The most exciting of them for me was the relatively full-bodied (13% alcohol is the high end of the scale for Rajat’s wines that often have less than 12%) 2013 Memorious Pinot Noir, a wine that had some richness and tannic power as well as aromatic delicacy. At about $60 retail this is a modestly priced wine from Rajat’s range compared with the 2013 La Côte Pinot Noir at just under $100 a bottle. Much as I liked the elegance of that wine it did not blow my socks off, even in terms of subtlety (and it is subtle). Returning to the example of Au Bon Climat, winemaker Jim Clendenen’s top Pinot Noir, the ravishing Isabelle, averages $49 per bottle retail according to wine-searcher.com. That makes it a steal compared to Rajat’s wines.

Of course, everybody has to decide what they want and what they’re prepared to pay for it. All the Sandhi and Domaine de la Côte wines extremely well made and most of them are very distinctive, but you have to be willing to pay a serious price for any of them. In spite of that, during our conversation Rajat said that, “maybe Domaine de la Côte will never be commercially viable.” This combination of high prices and a weak bottom line struck me as pretty crazy, and it can only be explained by the extremely low yields. He quoted a yield of 0.77 tons per acre for the 2015 La Côte Pinot Noir, or just under 12 hectoliters per hectare. I translate the yield into the European measure, because as the label for this wine shows, the reference point for Rajat is entirely European. Looking at the Burgundian style label I again feel confused. It looks like a pastiche, but according to Rajat it is a homage. For me it’s a positive thing to have role models and to use them both as an inspiration and as a measuring stick for your own progress. However, this looks very literal, almost like a slavish copy.

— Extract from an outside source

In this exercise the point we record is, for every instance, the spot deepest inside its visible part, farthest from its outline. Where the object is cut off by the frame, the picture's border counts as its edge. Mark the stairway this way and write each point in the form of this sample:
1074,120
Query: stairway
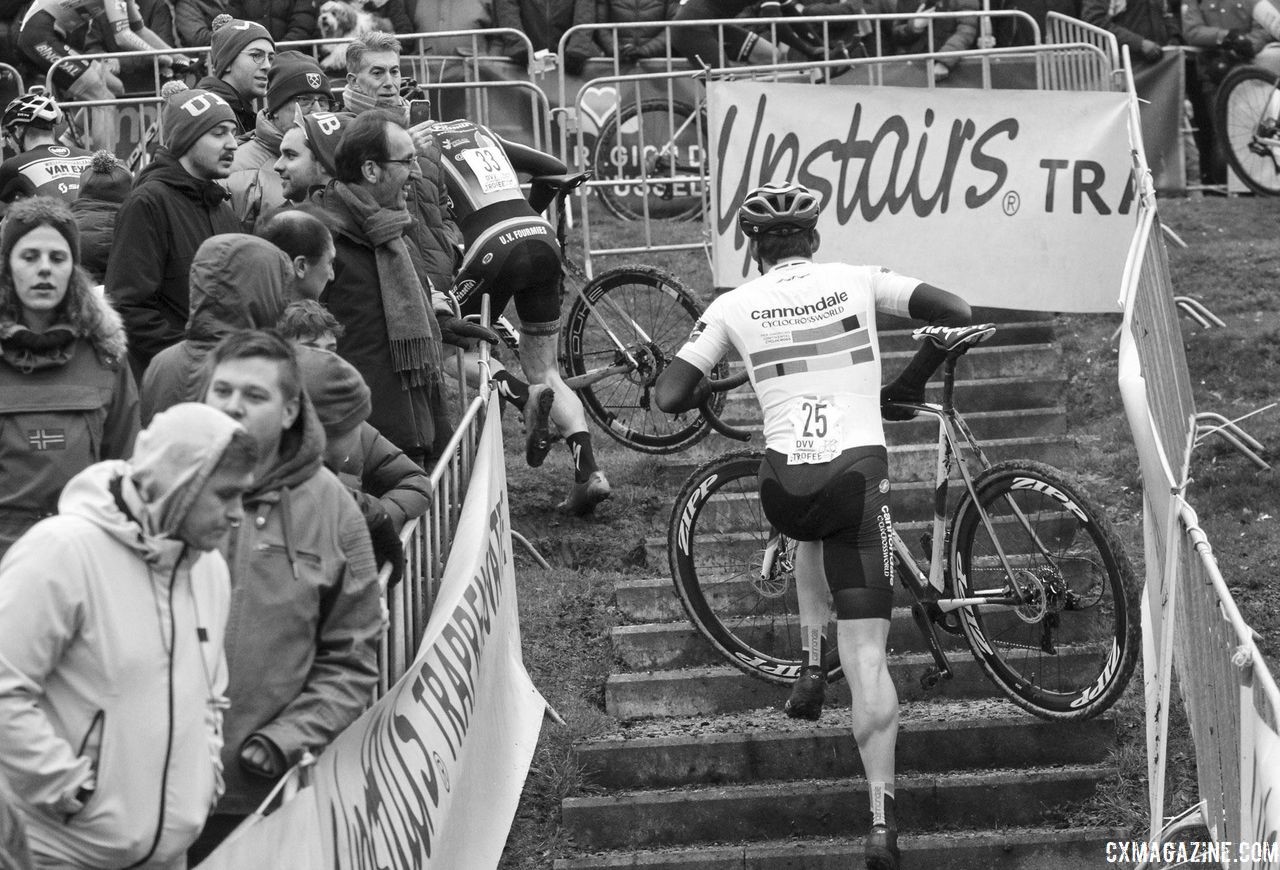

Having a label designed for a California wine that looks totally Burgundian is one thing,  making wines in California that taste something like Burgundy is another. The obstacles to that begin with the facts that Burgundy is at about 47° North and has a mildly continental climate, whereas the Rajat’s vineyards are at about 34° 30′ North and, being only 8-9 miles from the Pacific Coast, have a distinctly maritime climate. That divergence in growing conditions is massive, but only the most obvious of the many obstacle to achieving such a goal, because there are a ton of other differences between Burgundy and California. The question I can’t get out of my head is whether Rajat’s isn’t trying too hard to imitate Burgundy under conditions where this is simply impossible. Has he made himself a slave to the role model wines that he loves? Is he pushing the envelope of elegance way too far and too hard? I ask those questions as someone who also has a tendency to try too hard and push the envelope way too far.

I haven’t quite finished that bottle of Sandhi Pinot Noir, although I have been enjoying it, but this is one complex story, and I just saw a completely different angle I could have used to writing it. Maybe tomorrow, if I can find the time and the ideas develop in an interesting way I will write that story too. Rajat is a very complex guy and the ramifications of what he’s doing are much greater than his critics (Robert Parker being the most prominent) give him credit for. And for the first time in many years I described someone as “charming” and “serious”.